Why This Works Better
CodeMode UTCP demonstrates that code is a better interface for tool orchestration than special tokens. By leveraging LLMs' natural code-writing abilities, we achieve:
- ✅ Lower latency - One execution vs. multiple round-trips
- ✅ Better composability - Express complex workflows naturally
- ✅ Robust error handling - Standard Go error patterns
- ✅ Full API access - No need to simplify tool interfaces
- ✅ Higher reliability - LLMs excel at writing code
- ✅ Debuggability - Inspect generated code and execution logs
The key insight: LLMs have seen millions of code examples but only synthetic tool-calling data. We should play to their strengths.

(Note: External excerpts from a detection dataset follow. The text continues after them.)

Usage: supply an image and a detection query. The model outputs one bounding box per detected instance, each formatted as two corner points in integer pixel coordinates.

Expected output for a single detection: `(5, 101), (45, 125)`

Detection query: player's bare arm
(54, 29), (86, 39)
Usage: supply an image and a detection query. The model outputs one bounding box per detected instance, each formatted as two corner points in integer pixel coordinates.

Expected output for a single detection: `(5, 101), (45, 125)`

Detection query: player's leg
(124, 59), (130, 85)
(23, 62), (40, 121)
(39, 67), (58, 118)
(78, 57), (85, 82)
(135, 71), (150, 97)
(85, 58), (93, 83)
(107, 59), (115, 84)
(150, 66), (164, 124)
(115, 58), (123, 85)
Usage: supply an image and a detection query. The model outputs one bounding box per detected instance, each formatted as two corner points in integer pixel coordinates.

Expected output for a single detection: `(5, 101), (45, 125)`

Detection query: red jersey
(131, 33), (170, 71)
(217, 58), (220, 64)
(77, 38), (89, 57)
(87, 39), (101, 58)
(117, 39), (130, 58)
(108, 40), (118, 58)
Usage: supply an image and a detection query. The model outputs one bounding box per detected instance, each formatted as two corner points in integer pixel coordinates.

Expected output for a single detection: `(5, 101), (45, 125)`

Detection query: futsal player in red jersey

Performance Characteristics
Latency Breakdown
- LLM calls: 3 sequential calls (decide, select, generate) ≈ 2-5 seconds
- Code execution: Typically <100ms for simple workflows
- Tool calls: Depends on tool implementation
Optimization Opportunities
- Parallel LLM calls - Decide + Select could run concurrently
- Caching - Cache tool specs to reduce prompt size
- Streaming - Stream code generation for faster perceived latency
- Compiled mode - Pre-compile common patterns
Limitations and Trade-offs
Current Limitations
- Single-threaded execution - Yaegi runs code sequentially
- No filesystem access - Unless explicitly provided via helpers
- LLM quality dependency - Bad code generation = runtime errors
- Debugging complexity - Stack traces from interpreted code can be cryptic
Design Trade-offs
- Safety vs. Flexibility - Sandboxing limits what code can do
- Simplicity vs. Power - Go DSL is more constrained than Python
- Latency vs. Reliability - Multiple LLM calls increase latency but improve correctness
Try It Yourself
CodeMode UTCP is part of the go-utcp repository:
git clone https://github.com/universal-tool-calling-protocol/go-utcp
cd go-utcp/src/plugins/codemode
go test -v
Check out the README for more examples and API documentation.
Related Work
CodeMode UTCP builds on ideas from:
- Cloudflare's Code Mode - TypeScript-based approach for MCP
- Yaegi - Go interpreter
- UTCP - Universal Tool Calling Protocol
Special thanks to the UTCP community for feedback and contributions.